Wednesday, December 27, 2006

Myron talks through his hole

Why do people keep calling on this guy? He's not funny, yet what he says doesn't pass the laugh test. And he doesn't have a clue what he's talking about. This so-called energy expert used his high school knowledge to determin that methanol, a popular alternative fuel that Exxon happens not to manufacture in vast quantities, was too poisonous to use to drive cars. Like we're going to drink gasoline either. The radio show host, Chuck Harder, pointed that the substance is widely used in car races and model airplanes without any problem.

Then Ebell got on to the technology issue:
Ebell:You know, Amory Lovins, this energy guru, says they could produce cars to get 100 miles per gallon, or 500 miles per gallon, but they just won't do it. Well that's true. [And] the car would cost a couple million dollars. General Motors, Ford, and the Japanese, they have technologies that will get almost unlimited amount of miles out of a gallon of gas, but the question is how much does it cost to produce the automobile.

Harder: (long silence) The first [question] is... how much if they made a million?

Ebell: (pause) They made a million of them?

Harder: Yeah

Ebell: ...One of the things that Amory Lovins talks about is that we have all these ultra-light materials available, like titanium, which we use on jet fighters. But that stuff costs so much that there's no way that a car could be produced [which] anybody could afford to buy.
This is of course forgetting how the CEI has for years litigated and advised people to buy large, heavy, fuel-inefficient cars on the basis that the occupants of such vehicles are fractionally safer per mile driven.

No matter. It's a health issue. Apparently, encouraging people to drive less and walk more isn't.

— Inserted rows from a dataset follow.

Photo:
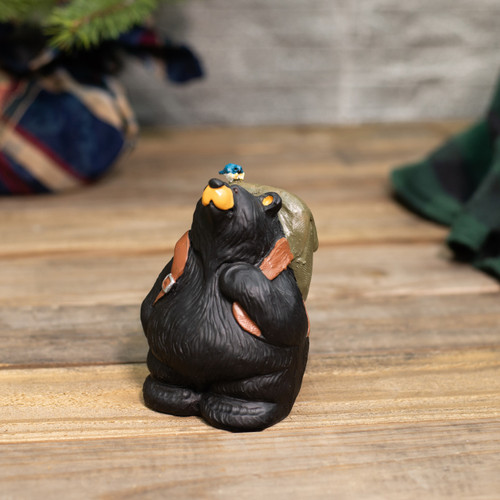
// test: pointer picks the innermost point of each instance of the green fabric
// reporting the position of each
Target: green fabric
(458, 185)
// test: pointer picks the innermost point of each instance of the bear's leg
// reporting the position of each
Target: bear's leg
(239, 415)
(249, 405)
(166, 391)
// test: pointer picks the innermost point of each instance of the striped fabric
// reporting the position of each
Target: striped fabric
(58, 134)
(64, 120)
(458, 184)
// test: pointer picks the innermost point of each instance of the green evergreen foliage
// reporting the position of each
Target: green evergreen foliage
(79, 23)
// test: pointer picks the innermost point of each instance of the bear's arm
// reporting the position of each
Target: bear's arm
(147, 304)
(275, 306)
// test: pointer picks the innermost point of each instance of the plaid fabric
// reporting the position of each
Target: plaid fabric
(458, 184)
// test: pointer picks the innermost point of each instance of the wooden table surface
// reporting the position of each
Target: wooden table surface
(401, 396)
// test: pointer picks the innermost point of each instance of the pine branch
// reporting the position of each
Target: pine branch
(84, 23)
(25, 10)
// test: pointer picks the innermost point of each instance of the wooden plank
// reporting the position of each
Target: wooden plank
(76, 335)
(52, 404)
(74, 310)
(149, 200)
(394, 461)
(339, 272)
(388, 426)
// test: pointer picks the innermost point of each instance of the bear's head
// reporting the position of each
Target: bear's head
(232, 225)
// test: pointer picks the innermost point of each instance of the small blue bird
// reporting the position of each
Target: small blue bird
(233, 172)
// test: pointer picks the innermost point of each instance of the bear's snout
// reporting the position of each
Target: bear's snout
(215, 183)
(219, 194)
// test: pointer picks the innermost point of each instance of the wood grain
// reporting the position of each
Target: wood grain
(401, 397)
(106, 401)
(53, 311)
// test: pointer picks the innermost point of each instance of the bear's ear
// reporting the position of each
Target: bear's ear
(271, 202)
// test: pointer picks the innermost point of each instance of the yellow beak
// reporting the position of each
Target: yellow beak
(221, 197)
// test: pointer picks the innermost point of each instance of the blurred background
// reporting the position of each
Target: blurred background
(324, 62)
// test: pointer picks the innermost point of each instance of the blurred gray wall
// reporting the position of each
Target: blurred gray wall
(325, 61)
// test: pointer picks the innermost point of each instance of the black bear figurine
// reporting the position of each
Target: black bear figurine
(225, 320)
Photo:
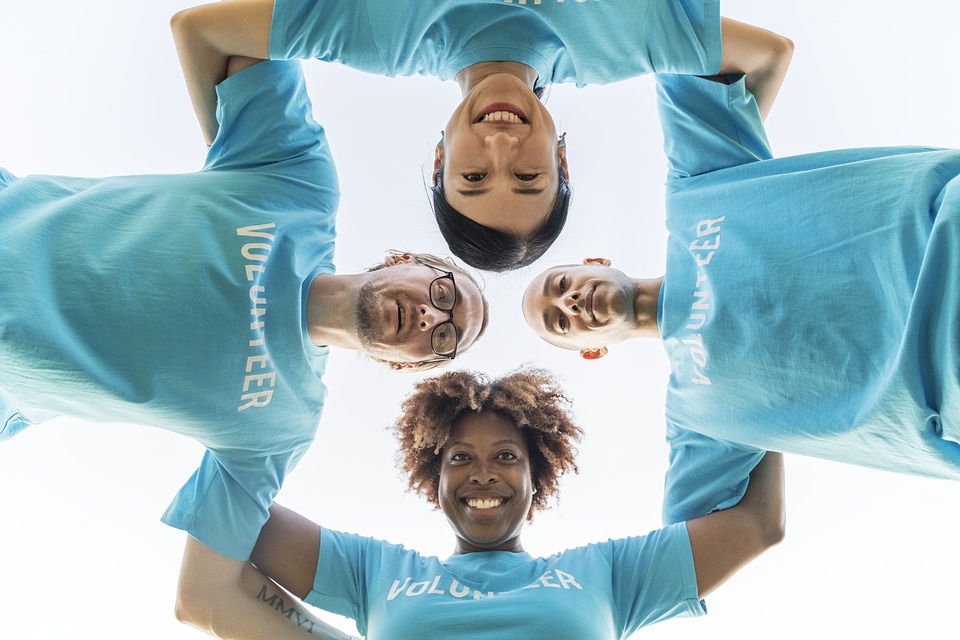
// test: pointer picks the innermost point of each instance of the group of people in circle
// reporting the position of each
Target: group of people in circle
(763, 361)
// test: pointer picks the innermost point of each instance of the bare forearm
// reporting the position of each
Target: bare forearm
(203, 67)
(724, 541)
(764, 499)
(763, 56)
(230, 599)
(210, 39)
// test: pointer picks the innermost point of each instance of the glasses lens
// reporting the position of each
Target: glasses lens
(443, 293)
(444, 339)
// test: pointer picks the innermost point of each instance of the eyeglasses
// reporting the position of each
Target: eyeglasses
(443, 295)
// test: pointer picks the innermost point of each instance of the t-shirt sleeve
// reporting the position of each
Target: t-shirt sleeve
(708, 125)
(704, 475)
(654, 578)
(332, 31)
(340, 584)
(225, 502)
(265, 118)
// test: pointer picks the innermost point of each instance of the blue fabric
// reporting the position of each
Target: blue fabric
(600, 591)
(810, 304)
(591, 42)
(177, 301)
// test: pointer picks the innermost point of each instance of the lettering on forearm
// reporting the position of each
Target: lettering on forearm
(276, 602)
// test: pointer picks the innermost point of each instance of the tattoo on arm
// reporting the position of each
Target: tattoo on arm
(274, 601)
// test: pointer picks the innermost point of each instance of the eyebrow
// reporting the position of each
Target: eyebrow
(469, 193)
(467, 445)
(529, 191)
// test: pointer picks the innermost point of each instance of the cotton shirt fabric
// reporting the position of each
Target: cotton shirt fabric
(591, 42)
(178, 301)
(599, 591)
(810, 303)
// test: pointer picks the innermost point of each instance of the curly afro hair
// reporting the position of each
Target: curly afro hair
(529, 397)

There are measures that could be taken to build the capacity for the generation of other energy sources, but Ebell rightly says that they are more expensive now and require the mechanisms of subsidy and regulation, which is he against, in order to make them happen. The market, and the corporations which operate within it, are structurally incapable of preparing for the future, because prices are set by the lowest supplier, who can veto any investment. At the same time, the consumers have no say as to how the profits which they have generated are spent, especially when they get spent on things that are against their own interests, like on lying corporate front groups and political intervention.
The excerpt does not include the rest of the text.